FOS also relieves constipation by stimulating bowel movements and increasing stool softness, while improving digestive health in children.
In current medicine, there are a number of preparations that combine both Inulin and FOS in the composition with a ratio of 1:1. This will help maximize the use of these two types of fiber in preventing constipation, helping children to have regular and easy bowel movements, and more beautiful stools. In addition, it has an additional advantage of helping to increase calcium absorption, helping children to develop comprehensively.
Therefore, when choosing a soluble fiber supplement for your baby, you need to pay attention to the ingredients to choose the best product.
Insoluble fiber
- Use toast with oatmeal, or high-fiber cereals for breakfast.
- When you bake cakes, limit the use of all-purpose flour, and use whole wheat flour instead.
- Stock up on nuts for healthy snacks.
- Buy cauliflower and green beans, then wash and cut into small pieces to boil or eat raw for snacks or as a main course.

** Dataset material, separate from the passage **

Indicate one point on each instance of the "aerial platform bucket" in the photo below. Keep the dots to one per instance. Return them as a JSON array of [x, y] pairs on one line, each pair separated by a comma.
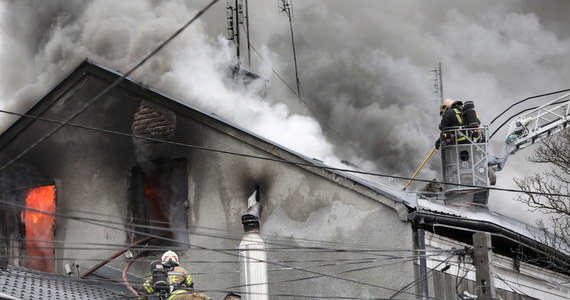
[[465, 165]]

Some notes when using fiber
- It is better to use natural fiber than processed fiber, because fiber in nature has two types, soluble in water and insoluble in water.
- Do not eat fiber that is overcooked because it turns into powdered sugar.
- It is best to eat vegetables that are barely cooked, especially raw and crunchy vegetables.
- Wash fruits and vegetables before use to remove pesticides.
- It is best to eat fruit that should not be peeled because this layer is high in water-insoluble fiber.
- The fiber in the diet increases slowly so that the digestive system can adapt to this indigestible dish and avoid bloating.
- Drink plenty of water, as fiber absorbs quite a bit of water in the intestines.